Midday — he guessed — and the rain hit. It hit them like a fist, and a squall tore overhead, ripping the foresail clear off the pole and out into the sea, heeling them over so far that men fell off their benches.
But Poseidon accepted their sacrifices and let them go, and they got the ship righted and wrestled another scrap of canvas onto the foremast and sailed on at the same nightmare pace into a second night. They were so short on water now that Diokles was sending wine around instead. That wouldn’t last long, and the sand made it worse.

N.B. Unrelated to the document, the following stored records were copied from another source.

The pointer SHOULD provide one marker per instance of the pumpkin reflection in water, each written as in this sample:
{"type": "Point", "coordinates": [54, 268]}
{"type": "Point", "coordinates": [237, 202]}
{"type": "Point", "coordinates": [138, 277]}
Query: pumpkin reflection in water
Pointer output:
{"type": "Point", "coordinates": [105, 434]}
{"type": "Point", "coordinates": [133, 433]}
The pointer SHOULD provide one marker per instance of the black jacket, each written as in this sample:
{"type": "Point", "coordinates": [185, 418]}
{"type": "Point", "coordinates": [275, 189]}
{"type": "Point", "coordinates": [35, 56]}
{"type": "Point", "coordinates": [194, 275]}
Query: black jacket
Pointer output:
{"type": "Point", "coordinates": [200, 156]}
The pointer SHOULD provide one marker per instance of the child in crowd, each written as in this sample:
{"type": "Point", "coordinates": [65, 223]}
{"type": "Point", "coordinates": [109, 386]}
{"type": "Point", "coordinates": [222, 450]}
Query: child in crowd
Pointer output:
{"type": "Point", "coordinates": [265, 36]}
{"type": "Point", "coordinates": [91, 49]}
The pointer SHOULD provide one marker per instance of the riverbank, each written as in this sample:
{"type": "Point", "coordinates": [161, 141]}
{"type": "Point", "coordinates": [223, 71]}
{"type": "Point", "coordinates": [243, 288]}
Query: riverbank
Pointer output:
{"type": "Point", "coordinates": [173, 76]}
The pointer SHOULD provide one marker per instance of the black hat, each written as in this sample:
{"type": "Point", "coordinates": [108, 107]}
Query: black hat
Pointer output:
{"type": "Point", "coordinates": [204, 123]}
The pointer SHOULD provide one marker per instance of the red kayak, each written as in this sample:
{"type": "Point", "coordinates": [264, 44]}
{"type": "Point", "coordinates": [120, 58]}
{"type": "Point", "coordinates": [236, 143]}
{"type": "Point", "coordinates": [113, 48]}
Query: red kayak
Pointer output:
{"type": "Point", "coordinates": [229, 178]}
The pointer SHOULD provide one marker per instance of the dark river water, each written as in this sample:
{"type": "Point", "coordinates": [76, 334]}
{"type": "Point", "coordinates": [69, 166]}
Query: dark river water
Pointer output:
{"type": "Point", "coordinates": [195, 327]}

They got some water from the rain and drank it all, men laying their chitons out on deck, standing naked in the rain and dark, wringing the clothes nearly dry into their mouths, drinking three-day-old sweat, blood, urine and salt as well as water.
The second dawn: for most of them, their fourth at sea without a rest, and this for rowers who were used to beaching every night to cook the
ir food. The oarsmen were so hungry they could barely speak, and so dry that when they did open their mouths very little came out.
Noon on the second day, and the wind began to develop fits and flaws and Satyrus thought it might be blowing itself out. The sand was gone from the air — blessed relief — and men emerged from their head wrappings to stare at the sun on a windblown sea. But the sea wasn’t finished with them yet, and in late afternoon the wind changed direction, turning back from south to north, grew colder and Satyrus put the oarsmen to their oars and turned the ship about again, guessing that he was three hundred stades south-south-west of Rhodes — which was now in the eye of the wind. It might have been funny if he hadn’t been so tired.
He was so tired he didn’t even notice when he pissed over the side and it was yellow-brown rather than red. Helios did, however, and they laughed together like boys. Of such things are triumph made, when you are in your third day of a storm after a day of battle.
But they made it through the night alive, although there were oarsmen who were beginning to feel the hunger in ugly ways, and Diokles put marines at the ladders just in case.
Satyrus had the steering oars — Oinoe was tragically lacking in officers, having sent her best into Atlantae. At present, that looked like a poor decision, as they hadn’t seen another ship in three days.
But an hour later, Satyrus saw Arete running south with mainsail and foresail set, ten stades off their starboard side, and he yelled and men cheered. Arete steered close and fell in under their stern.
Just at full dark, they found Atlantae and Plataea rowing patiently into the wind. As soon as they saw who they’d found, the other two ships abandoned rowing, turned and raised their sails. The wind was dwindling to a comfortable roar, and Satyrus guessed his location, put his helm down and ordered the mainmast raised and the mainsail set.
Dawn found all four running fast, the wind dead astern. Noon revealed Troy dismasted, wallowing in the waves but still afloat, and Satyrus put marines into her — there had been trouble — and Plataea emptied her stores for yards to rig a makeshift foresail mast.